1. What is Calculus? (The Big Picture)

Calculus sounds intimidating, but at its core it answers two simple questions:

  1. How fast is something changing right now? (Differential calculus)
  2. How much has accumulated over time? (Integral calculus)

That is it. Every formula, every rule, every theorem in calculus is just a tool for answering one of those two questions more precisely.

The Speed vs. Distance Analogy

Imagine you are driving a car. Your speedometer tells you your speed at this exact instant -- that is a derivative. Your odometer tells you the total distance you have traveled -- that is an integral. Calculus is the math that connects these two ideas.

These two operations are inverses of each other -- and that beautiful connection is called the Fundamental Theorem of Calculus.

Why Programmers Need Calculus

You might wonder: "I write code, not physics papers.
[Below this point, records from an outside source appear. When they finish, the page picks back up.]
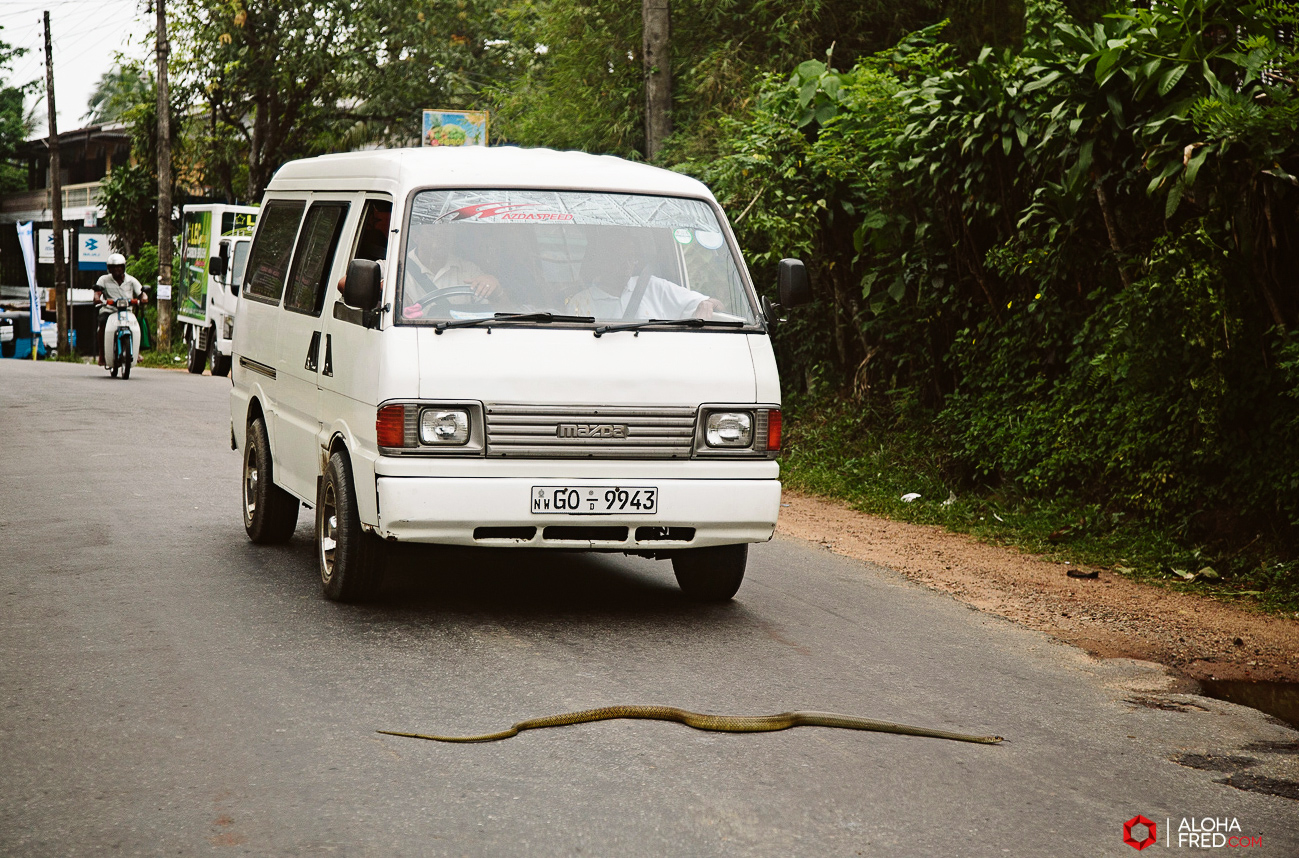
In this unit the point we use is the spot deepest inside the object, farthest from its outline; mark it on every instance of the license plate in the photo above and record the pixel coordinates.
(595, 500)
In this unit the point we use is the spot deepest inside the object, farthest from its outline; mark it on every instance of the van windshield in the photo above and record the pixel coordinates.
(616, 257)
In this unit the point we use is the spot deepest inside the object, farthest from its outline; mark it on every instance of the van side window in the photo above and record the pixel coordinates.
(268, 262)
(372, 240)
(316, 247)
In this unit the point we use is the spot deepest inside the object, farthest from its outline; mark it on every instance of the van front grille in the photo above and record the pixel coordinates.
(589, 431)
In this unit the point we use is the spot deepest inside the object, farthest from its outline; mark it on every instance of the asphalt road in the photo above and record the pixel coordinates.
(170, 688)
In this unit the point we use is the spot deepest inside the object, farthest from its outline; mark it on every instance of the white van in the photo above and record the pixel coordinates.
(213, 249)
(505, 347)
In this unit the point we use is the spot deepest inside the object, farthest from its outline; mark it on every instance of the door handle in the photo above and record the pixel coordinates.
(312, 351)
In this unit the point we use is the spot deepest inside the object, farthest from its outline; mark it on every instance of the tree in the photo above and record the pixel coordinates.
(281, 79)
(656, 59)
(117, 91)
(16, 125)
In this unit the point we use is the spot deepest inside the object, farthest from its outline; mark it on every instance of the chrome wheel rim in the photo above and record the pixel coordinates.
(327, 536)
(251, 478)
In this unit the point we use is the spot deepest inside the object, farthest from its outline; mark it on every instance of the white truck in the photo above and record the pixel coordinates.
(508, 348)
(207, 277)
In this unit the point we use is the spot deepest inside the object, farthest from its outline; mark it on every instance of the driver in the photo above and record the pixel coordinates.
(433, 264)
(114, 284)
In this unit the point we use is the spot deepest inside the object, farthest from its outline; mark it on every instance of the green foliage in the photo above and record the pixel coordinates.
(276, 81)
(130, 200)
(1073, 260)
(144, 265)
(581, 87)
(14, 123)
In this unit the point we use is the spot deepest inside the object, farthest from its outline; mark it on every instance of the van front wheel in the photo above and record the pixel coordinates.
(711, 574)
(351, 560)
(270, 513)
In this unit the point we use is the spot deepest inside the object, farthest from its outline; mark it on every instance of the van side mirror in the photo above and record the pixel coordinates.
(793, 283)
(363, 286)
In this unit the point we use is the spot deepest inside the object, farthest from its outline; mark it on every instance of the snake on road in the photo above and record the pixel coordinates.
(720, 723)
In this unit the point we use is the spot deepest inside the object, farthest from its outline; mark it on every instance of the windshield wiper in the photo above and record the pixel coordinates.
(511, 317)
(635, 326)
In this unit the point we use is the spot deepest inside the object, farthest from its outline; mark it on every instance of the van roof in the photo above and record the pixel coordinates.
(482, 166)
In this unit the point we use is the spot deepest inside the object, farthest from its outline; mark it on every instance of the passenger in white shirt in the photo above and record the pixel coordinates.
(608, 271)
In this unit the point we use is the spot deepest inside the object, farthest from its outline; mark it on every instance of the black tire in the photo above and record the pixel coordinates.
(198, 360)
(351, 560)
(270, 513)
(711, 574)
(220, 364)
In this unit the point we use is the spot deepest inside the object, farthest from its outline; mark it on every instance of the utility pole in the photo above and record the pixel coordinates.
(56, 204)
(656, 34)
(164, 112)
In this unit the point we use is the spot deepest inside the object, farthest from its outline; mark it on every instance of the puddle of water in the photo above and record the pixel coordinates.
(1280, 700)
Why do I need this?" Here is why:

Tip

You do not need to be a calculus wizard to be a great programmer. But understanding the core ideas -- especially derivatives and what they mean -- will unlock entire areas of CS that would otherwise feel like black-box magic.

2. Limits

Before you can understand derivatives or integrals, you need limits. A limit answers the question: "What value does f(x) approach as x gets closer and closer to some number?"

Notice the word "approach." We do not care what f(x) actually equals at that point -- we care about what it is heading toward.

Notation

lim f(x) = L x → a "The limit of f(x) as x approaches a equals L"

This means: as x gets closer and closer to a (from both sides), f(x) gets closer and closer to L.

One-Sided Limits

Sometimes a function approaches different values depending on which direction you come from:

Left-hand limit: lim f(x) = L x → a− Right-hand limit: lim f(x) = L x → a+

The full (two-sided) limit exists only if the left-hand and right-hand limits are equal. If they disagree, the limit does not exist.

Limits at Infinity

We can also ask what happens as x grows without bound:

lim f(x) = L x → ∞ "As x grows infinitely large, f(x) approaches L"
Example

Find: lim (1/x) as x → ∞

As x gets bigger and bigger (10, 100, 1000, ...), 1/x gets smaller and smaller (0.1, 0.01, 0.001, ...).

Answer: The limit is 0.

When Limits Do Not Exist

A limit does not exist (DNE) when:

How to Evaluate Limits

Method 1: Direct Substitution

Just plug in the value of a. If you get a real number, that is the limit. This works for most "nice" functions (polynomials, exponentials, trig).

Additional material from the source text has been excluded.